Keeping forests as forests

Active forest management does not have the same effect on carbon storage and losses as land use change. A land use change, such as converting forest to non-forest use, generally leads to a long-term decrease in carbon uptake and storage due to the loss of forests, which store more carbon than most other land uses. In contrast, active management, including timber harvests, that aim to maintain forest cover and avoid conversion to other land use types can enable carbon uptake and storage on that land into the future. Although recovery to higher carbon uptake rates after harvests does take time, active forest management practices maintain the essential role of land in the forest carbon cycle.

Tree biomass and carbon

In most forests, changes in ecosystem carbon stock are primarily driven by changes in tree biomass. Reducing tree biomass, for example with a management practice such as a timber harvest, reduces forest carbon storage in the short term, but in the decades after the harvest, the regrowth of the forest may increase carbon uptake rates and storage as compared to pre-harvest levels.

If changes in carbon storage are observed at a fine spatial scale and within a short timeframe, a harvest may remove a large portion of the carbon from the stand (Figure 1). However, when observing how a timber harvest on one forest parcel affects total carbon storage across a larger spatial scale and over a longer time period, the reduction in carbon stocks from harvesting a small area may be minimal compared to the total carbon stored across the larger landscape. 

Carbon that is removed from the forest as tree biomass during harvest is not immediately emitted to the atmosphere. It can be transferred to other carbon pools, such as dead wood carbon, or to a variety of harvested wood products (HWP). Carbon stored in durable, long-lasting HWP provides more long-term carbon benefits compared to shorter-lived HWP (Figure 2). For example, much of the harvested timber in the Northeastern United States is turned into pulp, which has a short lifespan and relatively quickly contributes to carbon emissions back to the atmosphere. In contrast, more of the harvested timber in the Western United States is converted into long-lasting HWP, such as heirloom-quality hardwood furniture, which continue to store carbon for decades to centuries.  

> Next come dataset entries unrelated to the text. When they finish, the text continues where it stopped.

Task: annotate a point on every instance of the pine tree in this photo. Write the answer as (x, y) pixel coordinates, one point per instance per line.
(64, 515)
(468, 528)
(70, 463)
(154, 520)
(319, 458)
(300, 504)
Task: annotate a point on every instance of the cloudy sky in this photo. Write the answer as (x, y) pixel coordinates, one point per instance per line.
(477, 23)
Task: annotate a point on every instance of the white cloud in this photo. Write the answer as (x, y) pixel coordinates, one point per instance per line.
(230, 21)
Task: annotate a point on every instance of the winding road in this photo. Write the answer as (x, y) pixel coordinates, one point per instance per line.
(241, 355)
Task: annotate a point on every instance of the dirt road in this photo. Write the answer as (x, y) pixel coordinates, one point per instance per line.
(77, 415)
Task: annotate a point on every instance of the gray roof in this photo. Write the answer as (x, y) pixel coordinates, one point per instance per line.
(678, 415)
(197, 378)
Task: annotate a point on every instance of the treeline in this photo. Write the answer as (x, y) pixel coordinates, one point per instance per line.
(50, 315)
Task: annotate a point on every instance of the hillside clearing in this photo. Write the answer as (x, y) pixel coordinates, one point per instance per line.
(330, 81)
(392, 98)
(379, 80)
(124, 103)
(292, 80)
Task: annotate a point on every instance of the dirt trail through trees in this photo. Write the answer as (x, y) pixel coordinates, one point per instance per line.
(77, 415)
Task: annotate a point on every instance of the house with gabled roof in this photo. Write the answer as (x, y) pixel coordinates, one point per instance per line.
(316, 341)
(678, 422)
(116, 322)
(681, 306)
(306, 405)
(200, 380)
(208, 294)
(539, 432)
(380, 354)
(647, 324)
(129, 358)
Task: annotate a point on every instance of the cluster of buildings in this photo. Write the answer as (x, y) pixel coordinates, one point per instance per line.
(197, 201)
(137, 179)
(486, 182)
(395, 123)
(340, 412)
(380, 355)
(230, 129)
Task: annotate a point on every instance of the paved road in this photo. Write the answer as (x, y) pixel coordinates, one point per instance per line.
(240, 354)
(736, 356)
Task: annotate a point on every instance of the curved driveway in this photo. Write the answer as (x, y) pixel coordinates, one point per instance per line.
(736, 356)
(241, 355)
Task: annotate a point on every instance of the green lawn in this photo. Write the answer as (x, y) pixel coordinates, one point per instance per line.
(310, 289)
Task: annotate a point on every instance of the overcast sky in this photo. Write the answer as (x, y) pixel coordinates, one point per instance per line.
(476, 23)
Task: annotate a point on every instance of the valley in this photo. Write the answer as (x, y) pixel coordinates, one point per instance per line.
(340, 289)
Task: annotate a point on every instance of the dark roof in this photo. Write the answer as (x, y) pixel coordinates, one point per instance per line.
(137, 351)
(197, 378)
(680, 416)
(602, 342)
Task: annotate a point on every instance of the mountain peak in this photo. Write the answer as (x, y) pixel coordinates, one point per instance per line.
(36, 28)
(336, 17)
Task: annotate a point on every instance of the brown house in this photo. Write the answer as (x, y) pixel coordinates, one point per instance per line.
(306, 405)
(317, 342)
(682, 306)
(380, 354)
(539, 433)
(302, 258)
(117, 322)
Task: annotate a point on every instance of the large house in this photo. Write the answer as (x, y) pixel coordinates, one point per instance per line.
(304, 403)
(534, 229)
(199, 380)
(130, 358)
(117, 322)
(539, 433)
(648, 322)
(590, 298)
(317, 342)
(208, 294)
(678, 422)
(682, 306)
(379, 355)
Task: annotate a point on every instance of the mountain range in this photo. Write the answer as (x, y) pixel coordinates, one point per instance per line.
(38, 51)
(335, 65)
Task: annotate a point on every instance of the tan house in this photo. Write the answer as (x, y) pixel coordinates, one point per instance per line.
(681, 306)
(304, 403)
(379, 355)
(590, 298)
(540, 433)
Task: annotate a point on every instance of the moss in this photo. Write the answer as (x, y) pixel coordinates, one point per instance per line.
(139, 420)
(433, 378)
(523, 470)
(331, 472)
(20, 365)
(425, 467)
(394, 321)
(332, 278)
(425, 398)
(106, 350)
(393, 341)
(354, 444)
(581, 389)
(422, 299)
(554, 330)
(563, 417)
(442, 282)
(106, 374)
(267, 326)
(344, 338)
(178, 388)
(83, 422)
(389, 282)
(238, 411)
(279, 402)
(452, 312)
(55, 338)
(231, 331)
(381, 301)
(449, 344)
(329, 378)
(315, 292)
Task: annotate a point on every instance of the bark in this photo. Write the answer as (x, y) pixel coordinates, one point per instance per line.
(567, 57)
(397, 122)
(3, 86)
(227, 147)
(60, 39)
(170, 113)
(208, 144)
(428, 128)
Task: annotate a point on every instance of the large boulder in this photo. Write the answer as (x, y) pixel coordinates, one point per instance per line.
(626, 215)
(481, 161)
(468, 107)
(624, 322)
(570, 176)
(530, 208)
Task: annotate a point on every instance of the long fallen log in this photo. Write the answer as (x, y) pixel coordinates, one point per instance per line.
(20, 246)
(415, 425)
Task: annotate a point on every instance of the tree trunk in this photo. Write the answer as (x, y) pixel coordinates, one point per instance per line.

Illustration example of carbon storage in a forest stand and landscape. The forest stand illustration has 4 boxes of carbon hexagons with 3 of those shaded out as carbon removed and colored as being carbon stored. The forest landscape has 100 carbon hexagons with 15 shaded as carbon removed and 85 as carbon stored. The illustration also features a bar graph that shows 75% of the carbon at stand level removed, but only 15% at forest landscape leve.
Figure 1. Estimates of carbon storage vary depending on whether the scale of analysis is at the forest stand level or the forest landscape scale. In this example, management practices, such as harvest within a stand, result in more carbon being removed than stored at the forest stand level. At the larger forest landscape scale, carbon removed is a smaller proportion compared to the total carbon stored, even with additional management practices across the landscape.

 

Illustration of the assumed half-life duration of carbon storage in harvested wood products. Paper (free sheet) has a half life of about 6 years, furniture is 30 years, multifamily homes is 70 years, single family homes (pre-1980) is 80 years, and single family homes (post-1980) is 100 years.
Figure 2. This graphic compared the estimated amount of time until half of the carbon stored in each harvested wood product is released back to the atmosphere. Adapted from Janowiak et al. (2017).

Minimizing forest carbon losses

Forest management operations, such as harvesting and operating heavy machinery, can release carbon emissions into the atmosphere. However, reducing harvest intensity, lengthening harvest rotations, and increasing stocking or retention levels will generally minimize the amount of carbon lost from management activities, except in cases of severe disturbance. Maintaining high levels of forest structure, for example by leaving residual trees, can also lessen carbon losses after harvest (Nunery and Keeton 2010).

Minimizing soil disturbance during forest management activities can also help to lessen carbon losses. In general, soil carbon losses from harvest activities are small and transitory (Nave et al. 2010), but efforts to protect the soil and limit soil disturbance and erosion can help reduce carbon losses from management. 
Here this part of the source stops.